A Comparison Between Stacked Denoising Autoencoder (SDAE) with Long Short-Term Memory (LSTM) for Cancer Classification
Abstract
Cancer is the serious type of disease as genetic modification can lead to cancer. Cancer disease can be controlled from spread if early diagnosed is make. The main problem to do cancer classification is because of the large data in dataset. This data will be meaningless if the dataset contains many unclean data. Unclean data meant that the data might be null data, redundant or else. Therefore, the result produce will be not much accurate, and the complexity of the algorithm can be increased. In this research, multi-omics dataset will be used. To get multi-omics dataset, the data need to undergo some pre-process phase to make sure that the dataset produce is clean.
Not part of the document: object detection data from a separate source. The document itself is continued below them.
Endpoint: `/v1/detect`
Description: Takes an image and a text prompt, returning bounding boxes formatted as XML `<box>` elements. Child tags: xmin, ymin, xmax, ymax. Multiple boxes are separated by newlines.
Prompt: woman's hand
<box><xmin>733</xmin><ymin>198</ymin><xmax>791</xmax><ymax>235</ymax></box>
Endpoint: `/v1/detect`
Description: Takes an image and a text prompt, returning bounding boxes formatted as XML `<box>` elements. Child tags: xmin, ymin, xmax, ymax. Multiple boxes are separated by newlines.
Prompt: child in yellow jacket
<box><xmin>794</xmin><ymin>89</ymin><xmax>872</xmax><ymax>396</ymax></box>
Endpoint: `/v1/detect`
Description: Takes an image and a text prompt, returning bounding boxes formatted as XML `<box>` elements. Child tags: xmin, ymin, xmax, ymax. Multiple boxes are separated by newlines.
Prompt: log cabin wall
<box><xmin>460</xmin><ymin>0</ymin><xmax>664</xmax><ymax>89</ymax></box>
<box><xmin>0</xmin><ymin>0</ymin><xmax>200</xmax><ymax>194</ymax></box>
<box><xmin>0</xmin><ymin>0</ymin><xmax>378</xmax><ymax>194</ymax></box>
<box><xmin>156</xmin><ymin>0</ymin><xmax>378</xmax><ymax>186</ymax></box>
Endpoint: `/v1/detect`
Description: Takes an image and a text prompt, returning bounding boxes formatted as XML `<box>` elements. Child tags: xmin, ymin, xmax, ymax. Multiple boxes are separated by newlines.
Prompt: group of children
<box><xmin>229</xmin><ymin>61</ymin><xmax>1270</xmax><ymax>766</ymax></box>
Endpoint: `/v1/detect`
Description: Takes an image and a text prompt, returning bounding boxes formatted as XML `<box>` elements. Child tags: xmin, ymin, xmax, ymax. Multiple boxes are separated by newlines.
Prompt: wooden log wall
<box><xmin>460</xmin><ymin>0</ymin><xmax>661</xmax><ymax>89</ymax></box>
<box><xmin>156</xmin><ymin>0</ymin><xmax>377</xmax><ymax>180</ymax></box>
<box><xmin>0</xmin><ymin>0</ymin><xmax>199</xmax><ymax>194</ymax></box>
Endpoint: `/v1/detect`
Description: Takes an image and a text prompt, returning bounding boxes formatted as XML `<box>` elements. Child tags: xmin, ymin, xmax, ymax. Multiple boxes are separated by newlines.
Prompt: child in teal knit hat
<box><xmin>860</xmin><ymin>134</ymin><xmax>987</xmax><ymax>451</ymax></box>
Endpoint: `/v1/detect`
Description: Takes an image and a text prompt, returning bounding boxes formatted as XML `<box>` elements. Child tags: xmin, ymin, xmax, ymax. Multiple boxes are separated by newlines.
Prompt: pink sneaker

The dataset will be integrating by using python coding. This will help to combine the omics data from different file. The data also will undergo feature selection to select attribute or features from the complete set of data. The method that will be used for feature selection is SVM-RFE. SVM-RFE was proven as the best feature selection method to ranks the features or gene by training support vector machine classification model and choose lead genes feature with RFE strategy [1]. After the data have clean it will be implemented in stacked denoising autoencoder (SDAE) and recurrent neural network (RNN). Lastly, the performance of both methods will be compared to find out which method is the better in classifying cancer data using multi-omics dataset.